Soon, I would have two more chemo treatments, and even though I did not end up in the hospital after each treatment, I suffered with the side effects of the chemo drugs that I was taking. My hair fell out, I developed sores in my mouth, and I bled from about every opening of my body. My fingernails actually ached! But I knew that I had to hang in there. If I was going to beat this disease, I would have to fight. There was no going back.

Before I knew it, I had my appointment for my last chemo treatment. When it was done, I was very relieved. But within a few days, I developed a high fever, and found myself back in the hospital. This time, an infection had occurred in my port site. After several days of receiving antibiotics, and also drugs to increase my depleted white cell blood count, I was released from the hospital.

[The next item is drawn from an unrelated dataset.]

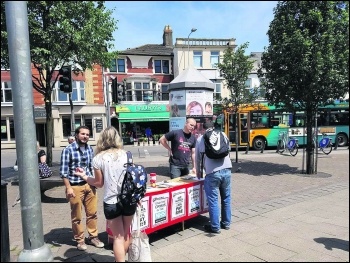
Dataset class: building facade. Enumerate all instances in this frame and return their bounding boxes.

Slowly over the next several weeks, I began to feel better. My hair was slowly growing back in, and I did not feel as tired as I had felt. Following the chemo treatments, I was given the medication Tamoxifen, to help prevent a relapse of the breast cancer. I will take this drug for a period of five years. In October, of 2016, the five year period will end. Perhaps I will be done, but I will have to wait and see what my Oncologist wants to do as the next step in my cancer treatment. In October of 2011, and October of 2012, I had PET Scans to check for cancer. Both scans came back negative. That was a huge relief.

To say fighting Male Breast Cancer was an experience is an understatement. There were many days of being on an emotional rollercoaster. At one point I even told my wife that should the cancer return, I would rather die than go through chemo therapy again (once again, I did not mean it. Just the emotions getting the better of me).

The one thing that I did not expect was the number of men, and women who truly thought, and believed that men do not, or cannot get this disease. I hoped that in discussing my illness that I did educate and enlighten. Ignorance and indifference to this disease can, and does kill. Everyone needs to understand that like other cancers, early detection can save lives. I owe a debt of gratitude to my wife, who felt something was wrong with my left breast, and kept after me to have it checked by my Doctor.

So, if you are a man who suspects that you may have a problem with your breast, speak up. Better yet, have your breast checked by your Doctor on a routine basis. And lastly, do a self breast exam on yourself once a month. It will cost you nothing. And it could save you everything.